Дама в черной шляпке терпеливо дождалась своей очереди.
Григорий Васильевич сам выглянул из кабинета и пригласил ее зайти.
— Скажите, доктор, вы никогда не жили здесь раньше? — едва войдя в кабинет, спросила старуха.— Вы не Гриша, Гриша Марков?
— Да, я Гриша,— растерялся Григорий Васильевич, стараясь получше
рассмотреть пациентку.— Да, я Гриша, Гриша Марков, а с кем имею честь
говорить?
— Я Ганечка,— сказала старуха,— Ганечка Полторацкая, помните? Дарочкина соученица и подруга...
Забыв попросить у дамы разрешения, Григорий Васильевич сел — подвели ноги.
— Ганечка Полторацкая, да-да. Помню. Очень хорошо вас помню. В вас был влюблен Митя, и сестры изводили его...
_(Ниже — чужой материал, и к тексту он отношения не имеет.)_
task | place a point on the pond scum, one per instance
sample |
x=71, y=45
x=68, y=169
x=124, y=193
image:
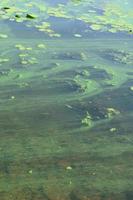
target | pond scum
x=66, y=100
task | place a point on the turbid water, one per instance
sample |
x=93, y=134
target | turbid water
x=66, y=100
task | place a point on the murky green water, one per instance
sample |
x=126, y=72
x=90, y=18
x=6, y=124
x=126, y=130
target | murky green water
x=66, y=100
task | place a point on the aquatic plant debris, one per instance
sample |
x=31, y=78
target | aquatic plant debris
x=66, y=100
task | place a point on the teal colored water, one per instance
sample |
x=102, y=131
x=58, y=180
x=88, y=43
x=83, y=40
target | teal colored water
x=66, y=100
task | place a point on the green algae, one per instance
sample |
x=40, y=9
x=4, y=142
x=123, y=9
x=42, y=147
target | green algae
x=66, y=116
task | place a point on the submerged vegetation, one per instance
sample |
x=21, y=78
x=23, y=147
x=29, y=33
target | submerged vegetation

— Ну, уж и влюблен… — смутилась старуха,— Просто я ему нравилась. Ах, у него такая ужасная судьба, кто бы мог подумать! — Ганечка заломила сухие пальцы— Ах, у них у всех трагическая судьба, чрезвычайно!
А Григорию Васильевичу вдруг почудились в старческом лице черты той, другой Ганечки, юной и хрупкой, которую все в семье Маловых называли «небесным созданием». Расспрашивать ее Григорий Васильевич боялся, она сама рассказала.
— Дарочка живет здесь. Вы ее не видели? Да, узнать ее трудно, так она изменилась...
— Вы дадите мне ее адрес? — потупившись, глухо сказал Григорий Васильевич.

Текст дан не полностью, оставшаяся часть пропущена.